Building a Long Audio Transcription Tool with OpenAI’s Whisper API

Build a scalable audio transcription tool that handles large files, ensures accurate timestamps, and tracks progress using OpenAI’s Whisper API.

·Matija Žiberna·
Coding
Building a Long Audio Transcription Tool with OpenAI’s Whisper API

In this tutorial, we’ll build a robust audio transcription tool that can handle files of any length using OpenAI’s Whisper API. The tool automatically splits large files into chunks, tracks progress, and provides timestamped output.

Source code can be found at the bottom.

What We’ve Built

We’ve created a Python-based transcription tool that solves several common challenges:

  • Handling large audio files (>25MB OpenAI limit)
  • Maintaining correct timestamps across file chunks
  • Resuming interrupted transcriptions
  • Organizing transcribed text into time intervals

Key Features

  • Automatic file splitting
  • Progress tracking and resume capability
  • Timestamped word-level transcription
  • Time-interval grouping of transcriptions
  • Support for multiple audio formats

Step-by-Step Guide

1. Project Setup

This involves creating a dedicated folder for your project. This helps keep all related files (code, audio, and output) organized. Inside this folder, you'll typically initialize a Python virtual environment.

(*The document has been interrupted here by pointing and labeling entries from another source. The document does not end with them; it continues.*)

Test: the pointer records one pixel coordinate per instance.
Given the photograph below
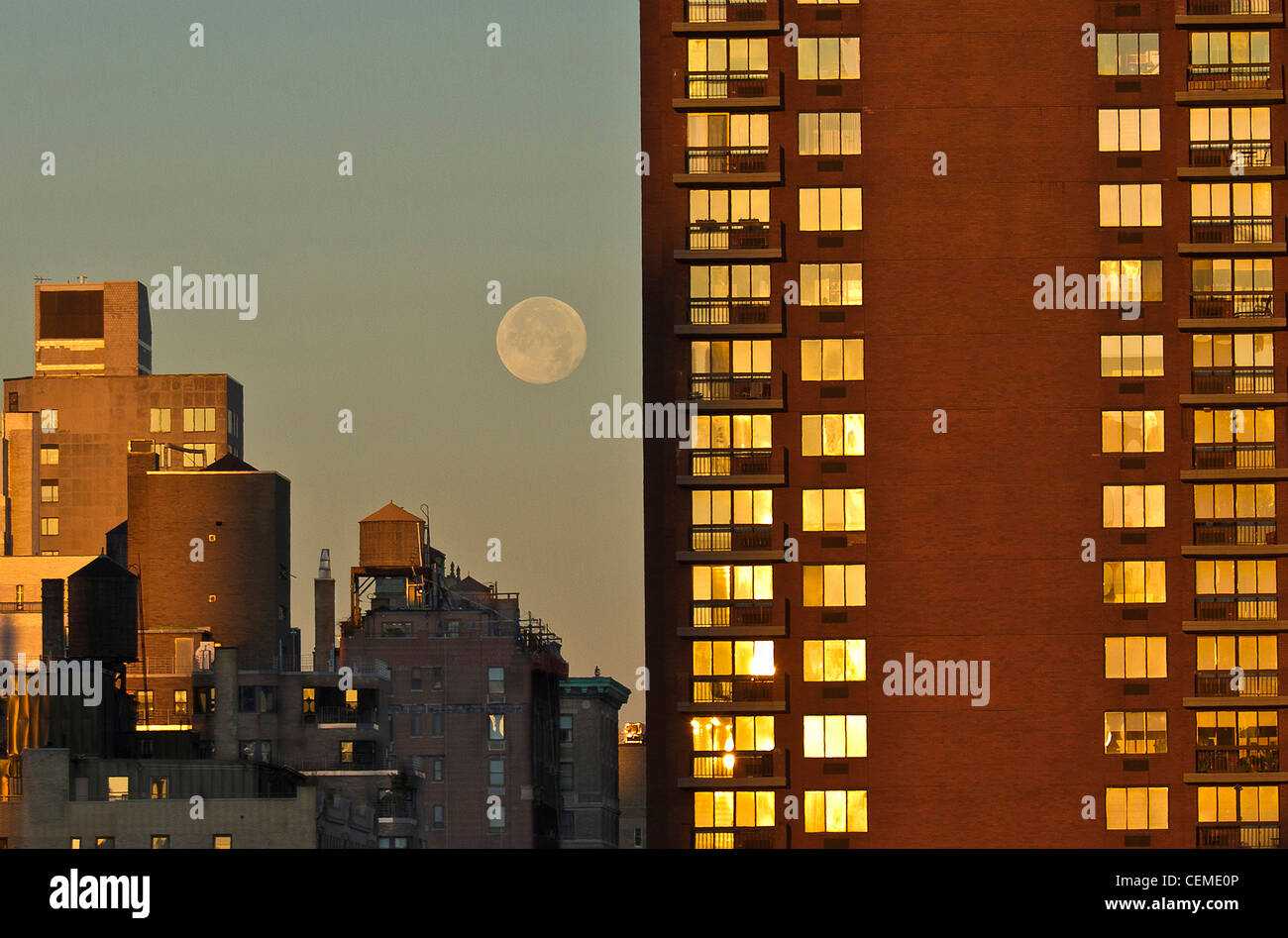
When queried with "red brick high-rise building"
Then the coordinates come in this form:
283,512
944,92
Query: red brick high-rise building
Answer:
905,454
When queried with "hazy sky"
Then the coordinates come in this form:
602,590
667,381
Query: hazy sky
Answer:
471,163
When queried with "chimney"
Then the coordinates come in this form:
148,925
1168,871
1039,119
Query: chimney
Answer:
323,615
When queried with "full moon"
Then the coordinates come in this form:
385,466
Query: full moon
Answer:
541,341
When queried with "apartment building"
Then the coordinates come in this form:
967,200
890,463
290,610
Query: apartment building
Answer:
952,562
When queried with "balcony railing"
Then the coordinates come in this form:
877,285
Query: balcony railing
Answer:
706,85
1219,154
729,236
1234,455
1236,759
1228,8
742,766
738,612
728,11
1232,608
1233,305
729,312
1254,684
1233,380
1235,532
732,462
1254,230
737,689
729,536
1252,834
1228,76
726,159
711,386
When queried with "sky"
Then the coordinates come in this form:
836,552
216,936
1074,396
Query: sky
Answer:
471,163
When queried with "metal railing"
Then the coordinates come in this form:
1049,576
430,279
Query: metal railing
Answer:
728,11
1252,834
1247,380
726,159
719,538
1220,153
729,386
707,85
729,312
738,612
747,234
1234,455
1235,532
1231,230
1236,759
735,689
1236,607
1233,305
1254,684
1228,76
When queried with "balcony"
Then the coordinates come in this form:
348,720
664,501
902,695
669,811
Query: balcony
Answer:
1229,608
1235,532
746,467
732,316
764,770
1254,684
730,538
1239,380
1234,455
1250,834
1236,759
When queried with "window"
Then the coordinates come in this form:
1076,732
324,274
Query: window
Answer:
198,419
835,736
1131,205
831,360
1131,356
1133,505
831,209
1252,425
1131,431
117,787
733,809
831,285
836,812
1249,803
1134,581
829,134
832,435
1134,732
1128,129
831,56
1131,279
741,506
835,583
840,659
1136,808
1127,52
748,735
832,509
1249,652
1134,656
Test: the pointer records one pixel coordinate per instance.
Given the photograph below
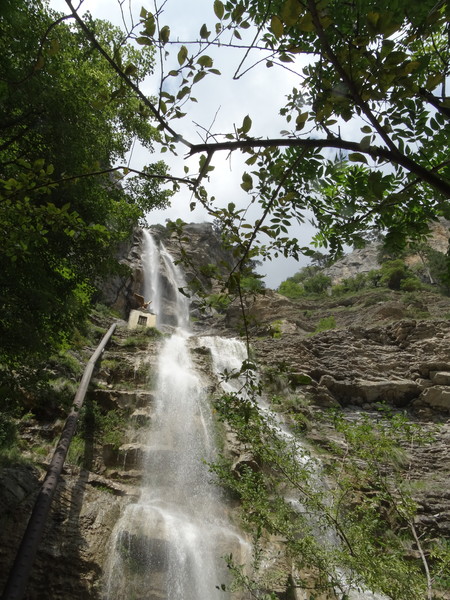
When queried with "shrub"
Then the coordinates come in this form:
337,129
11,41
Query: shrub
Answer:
291,289
410,284
317,284
325,324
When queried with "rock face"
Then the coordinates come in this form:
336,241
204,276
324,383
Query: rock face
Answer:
385,348
197,247
362,260
365,259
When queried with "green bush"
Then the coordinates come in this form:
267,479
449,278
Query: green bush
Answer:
393,272
317,284
325,324
291,289
219,302
410,284
8,432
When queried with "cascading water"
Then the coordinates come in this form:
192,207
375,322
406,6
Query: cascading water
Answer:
227,356
170,543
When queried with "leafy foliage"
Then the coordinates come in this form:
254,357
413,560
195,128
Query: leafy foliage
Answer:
348,534
66,119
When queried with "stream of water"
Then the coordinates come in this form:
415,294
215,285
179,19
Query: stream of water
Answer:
169,545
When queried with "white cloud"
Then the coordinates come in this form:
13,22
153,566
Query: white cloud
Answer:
260,93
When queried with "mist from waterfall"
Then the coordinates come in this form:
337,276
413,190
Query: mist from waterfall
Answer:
162,281
169,545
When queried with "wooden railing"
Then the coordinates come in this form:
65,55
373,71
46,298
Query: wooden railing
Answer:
20,572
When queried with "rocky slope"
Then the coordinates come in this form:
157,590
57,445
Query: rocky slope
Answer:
384,347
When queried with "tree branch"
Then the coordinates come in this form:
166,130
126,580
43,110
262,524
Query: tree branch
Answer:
410,165
156,113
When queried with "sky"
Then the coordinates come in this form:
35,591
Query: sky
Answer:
222,101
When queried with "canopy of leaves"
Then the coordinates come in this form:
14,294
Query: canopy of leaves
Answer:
64,115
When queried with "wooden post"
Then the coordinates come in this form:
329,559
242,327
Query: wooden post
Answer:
20,572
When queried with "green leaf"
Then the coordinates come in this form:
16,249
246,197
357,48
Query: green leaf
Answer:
276,26
247,182
144,41
290,12
219,9
205,61
199,76
130,69
164,34
246,124
182,55
365,142
357,157
204,33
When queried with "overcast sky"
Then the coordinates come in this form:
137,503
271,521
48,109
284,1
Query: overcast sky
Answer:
260,93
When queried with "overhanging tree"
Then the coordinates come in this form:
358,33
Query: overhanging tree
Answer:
66,120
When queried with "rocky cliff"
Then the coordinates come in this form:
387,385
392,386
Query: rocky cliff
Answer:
382,347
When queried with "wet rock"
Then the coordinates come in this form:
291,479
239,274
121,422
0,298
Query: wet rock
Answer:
437,396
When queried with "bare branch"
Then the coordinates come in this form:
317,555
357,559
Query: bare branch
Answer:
156,113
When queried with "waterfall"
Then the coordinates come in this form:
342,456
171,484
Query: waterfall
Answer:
162,281
227,356
169,544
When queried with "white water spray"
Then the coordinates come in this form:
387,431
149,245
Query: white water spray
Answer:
170,543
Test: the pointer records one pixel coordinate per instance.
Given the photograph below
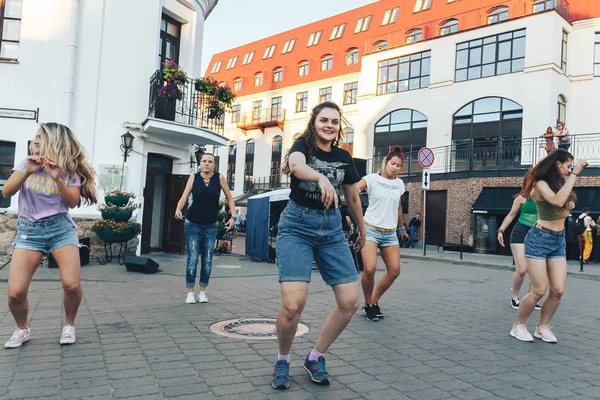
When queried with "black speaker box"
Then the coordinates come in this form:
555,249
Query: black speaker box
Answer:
84,254
145,265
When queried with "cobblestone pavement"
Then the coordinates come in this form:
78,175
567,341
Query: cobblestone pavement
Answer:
444,336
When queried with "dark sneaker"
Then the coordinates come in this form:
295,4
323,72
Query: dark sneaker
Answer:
377,310
370,313
281,375
514,303
316,370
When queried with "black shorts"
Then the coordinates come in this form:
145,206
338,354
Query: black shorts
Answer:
518,233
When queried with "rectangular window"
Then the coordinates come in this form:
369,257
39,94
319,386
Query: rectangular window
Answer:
235,114
10,29
597,54
362,24
302,102
216,67
422,5
314,38
350,93
289,46
404,73
231,62
564,52
490,56
324,94
390,16
337,31
269,51
248,57
7,161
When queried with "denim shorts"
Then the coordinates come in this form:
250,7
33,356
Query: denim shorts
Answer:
518,233
544,244
45,236
383,239
306,235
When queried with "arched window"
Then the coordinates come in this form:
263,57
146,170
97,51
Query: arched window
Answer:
237,84
498,14
406,128
303,68
258,79
449,26
379,45
414,35
486,133
249,165
326,62
352,56
278,74
561,116
276,161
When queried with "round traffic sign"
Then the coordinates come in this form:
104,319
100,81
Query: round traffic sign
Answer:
426,157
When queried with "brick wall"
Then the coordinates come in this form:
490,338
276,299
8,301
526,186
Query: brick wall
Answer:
461,194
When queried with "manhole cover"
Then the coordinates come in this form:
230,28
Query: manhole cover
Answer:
251,328
471,282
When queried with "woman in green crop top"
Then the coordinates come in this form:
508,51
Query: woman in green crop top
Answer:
526,220
550,185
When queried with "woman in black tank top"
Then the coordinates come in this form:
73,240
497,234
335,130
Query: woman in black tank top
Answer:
201,223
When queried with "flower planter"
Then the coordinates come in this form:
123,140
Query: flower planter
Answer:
119,200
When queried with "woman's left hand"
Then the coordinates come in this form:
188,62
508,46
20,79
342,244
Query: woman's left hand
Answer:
52,168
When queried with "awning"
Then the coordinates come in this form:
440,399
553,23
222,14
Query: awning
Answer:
495,200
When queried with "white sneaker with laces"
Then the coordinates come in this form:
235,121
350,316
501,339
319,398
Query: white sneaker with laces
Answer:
520,332
68,335
545,333
19,337
190,299
202,297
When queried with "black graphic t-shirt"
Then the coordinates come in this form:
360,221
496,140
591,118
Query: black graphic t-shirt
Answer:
337,165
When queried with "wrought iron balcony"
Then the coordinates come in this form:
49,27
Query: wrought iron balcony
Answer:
261,119
193,109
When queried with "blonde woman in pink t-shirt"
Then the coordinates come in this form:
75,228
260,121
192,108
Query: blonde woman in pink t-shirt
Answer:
51,181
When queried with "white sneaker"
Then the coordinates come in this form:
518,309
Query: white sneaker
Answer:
202,297
520,332
543,332
68,335
19,337
190,299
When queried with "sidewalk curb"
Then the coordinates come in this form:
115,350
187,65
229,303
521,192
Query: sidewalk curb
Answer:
497,267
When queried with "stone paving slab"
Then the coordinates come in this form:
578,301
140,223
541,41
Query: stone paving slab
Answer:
445,336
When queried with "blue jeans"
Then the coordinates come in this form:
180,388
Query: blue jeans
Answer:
199,242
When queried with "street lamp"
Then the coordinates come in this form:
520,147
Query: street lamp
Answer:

A virtual environment isolates your project's dependencies, preventing conflicts with other Python projects you might have on your system.

First, create a new project directory and set up the environment:

1mkdir long-audio-transcribercd long-audio-transcriberpython -m venv venvsource venv/bin/activate # On Windows: venv\Scripts\activate
  • mkdir long-audio-transcriber: Creates a directory named long-audio-transcriber.
  • cd long-audio-transcriber: Changes the current directory to the newly created one.
  • python -m venv venv: Creates a virtual environment named venv inside the project directory.
  • source venv/bin/activate: Activates the virtual environment. The command for Windows is slightly different (venv\Scripts\activate). Activating the environment ensures that any packages you install will be specific to this project.

2. Install Dependencies

This step involves installing the Python libraries needed for the project. These libraries provide pre-built functionalities, making development faster and easier.

1pip install requests ffmpeg-python python-dotenv

This pip command installs:

  • requests: Used for making HTTP requests to the OpenAI API.
  • ffmpeg-python: A Python wrapper for ffmpeg, used for audio file splitting. Remember, you need to have ffmpeg itself installed on your system.
  • python-dotenv: For loading environment variables from the .env file.

3. Environment Configuration

Create a .env file to store your OpenAI API key:

Environment variables securely store sensitive information, like API keys, outside your code. This prevents accidental exposure of your key.

1echo "WHISPER_API_KEY=your-api-key-here" > .env

This command creates a .env file and adds your OpenAI API key to it. Replace "your-api-key-here" with your actual API key.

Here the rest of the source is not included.